A Match Made in Drug Discovery - Marrying Geometric and Diffusion Models

The chemical space of molecular candidates is vast, and within this space, interesting and powerful drugs are waiting to be found. The use of machine learning has shown to be an effective method to speed up the process of discovering novel compounds, especially the use of (deep) generative models. The recent surge in graph generative models have opened up new avenues for exploring the chemical space of molecular candidates, enabling a more efficient and systematic exploration of the chemical space, increasing the chances of finding novel and potent molecules. One of the recent breakthroughs includes the use of diffusion models, which have proven to yield superior performance in molecular conformation tasks, among others. In this blog post, we aim to highlight one of them, which is the 'GeoDiff - A Geometric Diffusion Model for Molecular Conformation Generation' paper by Xu et al. (2022). We aim to distill the paper in semi-layman terms, to provide researchers and practitioners with a deeper understanding of the (i) methodology and results and (ii) (societal) implications of this breakthrough in the field of drug discovery and (iii) discuss future applications in the field of (bio)medicine.
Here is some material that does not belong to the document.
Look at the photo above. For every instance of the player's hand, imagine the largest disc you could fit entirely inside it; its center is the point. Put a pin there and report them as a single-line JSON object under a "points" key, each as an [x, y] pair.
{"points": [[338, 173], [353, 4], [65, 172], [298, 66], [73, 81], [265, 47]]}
A Match Made in Drug Discovery: Marrying Geometric and Diffusion Models

Introduction

With the initial breakthrough of the Denoising Diffusion , diffusion models have evolved into a powerful tool for a wide range of applications in machine learning, including image generation and text generation. The rise and the recent release of Stable Diffusion in August 2022 has shown superior performance in a wide range of practical applications - from artistic and creative projects to scientific and industrial ones and has recently paved its way into the natural sciences, which includes the field of drug discovery .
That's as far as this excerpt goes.